National Seashore public access to Pamlico Sound |
A little cemetery is eroding into Pamlico Sound |
But it has people buried there in after 2000, and people still visit and leave flowers |
I was always planning to visit the Hatteras Lighthouse so making the small detour to see it was on the agenda.
A mockingbird was sheltering from the cold winds |
The Hatteras lighthouse is the tallest in the world. It had to be moved because of erosion that was letting tides destroy its wooden base. That amazing story is shown here in a very engaging movie. The lighthouse is only open to climb its 268 steps to the light from the third Friday in April through Columbus Day. I was sad not to be able to see both the inside, and the views from the top.
Old lighthouse in a new spot |
Each island seems to have a marina full of fishing boats to charter |
Another interesting place was the Graveyard of the Atlantic Museum. The building looked intriguing but was closed.
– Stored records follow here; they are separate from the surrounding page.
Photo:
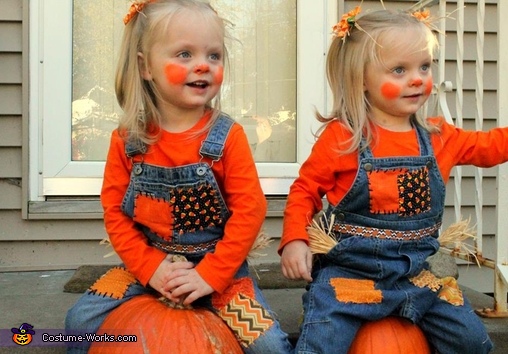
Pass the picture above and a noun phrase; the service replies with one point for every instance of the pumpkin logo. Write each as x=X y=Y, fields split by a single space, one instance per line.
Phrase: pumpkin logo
x=23 y=334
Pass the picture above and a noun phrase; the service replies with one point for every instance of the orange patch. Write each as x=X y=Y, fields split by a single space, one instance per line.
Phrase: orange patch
x=390 y=91
x=384 y=191
x=175 y=74
x=451 y=292
x=428 y=87
x=357 y=291
x=114 y=283
x=219 y=76
x=243 y=286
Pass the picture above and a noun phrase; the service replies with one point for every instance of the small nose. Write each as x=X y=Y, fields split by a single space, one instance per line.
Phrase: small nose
x=416 y=82
x=201 y=69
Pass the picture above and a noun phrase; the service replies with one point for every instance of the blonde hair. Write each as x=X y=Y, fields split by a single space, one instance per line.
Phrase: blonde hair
x=346 y=63
x=141 y=119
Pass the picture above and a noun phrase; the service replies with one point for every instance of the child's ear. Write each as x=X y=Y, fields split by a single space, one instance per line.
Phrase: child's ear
x=144 y=71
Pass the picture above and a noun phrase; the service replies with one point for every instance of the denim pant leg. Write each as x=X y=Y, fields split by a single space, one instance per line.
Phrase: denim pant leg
x=324 y=330
x=245 y=310
x=87 y=315
x=455 y=329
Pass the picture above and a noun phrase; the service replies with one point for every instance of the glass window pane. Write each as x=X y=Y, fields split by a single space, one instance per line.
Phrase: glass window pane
x=259 y=92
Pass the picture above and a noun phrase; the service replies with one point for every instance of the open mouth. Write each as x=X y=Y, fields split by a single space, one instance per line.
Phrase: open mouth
x=199 y=84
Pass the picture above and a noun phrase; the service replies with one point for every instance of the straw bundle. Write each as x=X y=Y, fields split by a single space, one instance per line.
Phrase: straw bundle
x=455 y=237
x=321 y=239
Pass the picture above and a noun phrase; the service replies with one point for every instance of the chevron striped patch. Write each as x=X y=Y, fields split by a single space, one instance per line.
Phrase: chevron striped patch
x=247 y=318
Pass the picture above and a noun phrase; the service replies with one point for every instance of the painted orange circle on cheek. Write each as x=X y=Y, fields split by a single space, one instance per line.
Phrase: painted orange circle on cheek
x=219 y=76
x=390 y=91
x=428 y=87
x=175 y=74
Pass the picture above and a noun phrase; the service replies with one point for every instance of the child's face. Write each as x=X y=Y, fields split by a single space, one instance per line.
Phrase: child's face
x=400 y=82
x=186 y=63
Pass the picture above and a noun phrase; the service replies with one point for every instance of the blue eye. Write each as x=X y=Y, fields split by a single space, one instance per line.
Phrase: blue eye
x=215 y=56
x=399 y=70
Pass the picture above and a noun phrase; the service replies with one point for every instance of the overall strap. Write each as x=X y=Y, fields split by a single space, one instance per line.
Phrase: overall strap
x=134 y=147
x=213 y=145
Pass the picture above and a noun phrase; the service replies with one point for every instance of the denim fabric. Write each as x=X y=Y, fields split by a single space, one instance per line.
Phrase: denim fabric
x=366 y=276
x=192 y=196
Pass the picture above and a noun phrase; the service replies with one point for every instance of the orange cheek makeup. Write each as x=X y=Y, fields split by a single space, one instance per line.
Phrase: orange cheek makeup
x=175 y=74
x=428 y=87
x=219 y=76
x=390 y=91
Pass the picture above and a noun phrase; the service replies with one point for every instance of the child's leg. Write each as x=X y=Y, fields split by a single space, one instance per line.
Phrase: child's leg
x=325 y=330
x=455 y=329
x=243 y=307
x=107 y=293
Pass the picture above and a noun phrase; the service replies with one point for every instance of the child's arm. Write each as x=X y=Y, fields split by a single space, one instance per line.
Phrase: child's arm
x=297 y=260
x=129 y=243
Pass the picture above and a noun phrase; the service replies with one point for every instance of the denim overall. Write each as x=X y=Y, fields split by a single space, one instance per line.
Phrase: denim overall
x=378 y=267
x=191 y=207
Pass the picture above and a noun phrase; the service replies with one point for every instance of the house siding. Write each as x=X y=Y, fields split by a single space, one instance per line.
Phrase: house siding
x=45 y=240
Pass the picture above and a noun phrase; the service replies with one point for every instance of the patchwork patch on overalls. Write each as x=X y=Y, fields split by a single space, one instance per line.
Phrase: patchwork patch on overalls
x=414 y=192
x=399 y=191
x=114 y=283
x=155 y=213
x=246 y=317
x=195 y=208
x=358 y=291
x=448 y=288
x=188 y=209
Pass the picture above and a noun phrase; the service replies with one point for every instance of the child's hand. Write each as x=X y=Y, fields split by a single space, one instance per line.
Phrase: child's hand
x=186 y=284
x=161 y=276
x=297 y=261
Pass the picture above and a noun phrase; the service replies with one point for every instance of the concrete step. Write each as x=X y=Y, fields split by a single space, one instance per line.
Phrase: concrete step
x=38 y=298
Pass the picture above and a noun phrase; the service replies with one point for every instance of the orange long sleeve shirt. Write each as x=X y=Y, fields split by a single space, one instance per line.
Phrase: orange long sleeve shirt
x=329 y=172
x=239 y=184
But, when checking the webpage, I think I may have just arrived too early.
The Graveyard of the Atlantic Museum |
I had passed up the ferry to get to the museum, which is only a couple of blocks further. When I found, I couldn't visit the museum, I came back and waited 45 minutes for the ferry. I found it very interesting, after being used to the public ferries connecting Galveston Island and Bolivar. First of all there were only a few cars - less than ten on both trips. Second, we didn't get the safety message, third, we didn't have a place to go upstairs to view the waters and use the bathroom. And the strangest thing, on the trip over, was that we turned around and backed across Pamlico Sound for the hour-long trip. Then when we arrived, I noticed a battered piling and though a captain must have bumped it a time or two. I found I was right when I almost fell down right after taking the picture of it. (On the return trip, I was on a different boat that drove us forward, and didn't make the landing seem so exciting.)
One of the ferries |
The last house we passed as we went out a canal to the sound |
Those pilings look pretty battered - opps - they just took another hit |
The Outer Banks, as well as Islands ranging from Maryland to the Georgia coast, harbor wild horses. On Ocracoke, there are a few that are kept behind fences, not getting to be wild at all.
Not so wild horses |
Ocracoke Lighthouse |
I stopped for a late lunch of fresh raw oysters and fish tacos before making the trip back on the ferry. I forgot I was supposed to be on ferry time and missed the ferry by five minutes. But when I got to the loading site, I found the ferry just arriving and not planning to leave for another 20 minutes. (Haven't figured out if I read the schedule wrong, read the wrong schedule or if the ferry was late.) The winds were still high and birds were not flying. I only saw one ship on the hour-long trip. But I did get out of the car a few times, and wobbled my way across the heaving deck, to places on the ferry that gave me the best views of the sunset.
A work ship going back to the docks |
Sun almost set across the safety raft |
Goodnight sun, hope you can get stronger soon |
It was a low-key, but enjoyable day. I'll be working over the weekend, part of Monday and Tuesday, but am hoping the weather will be much better for my next set of days off.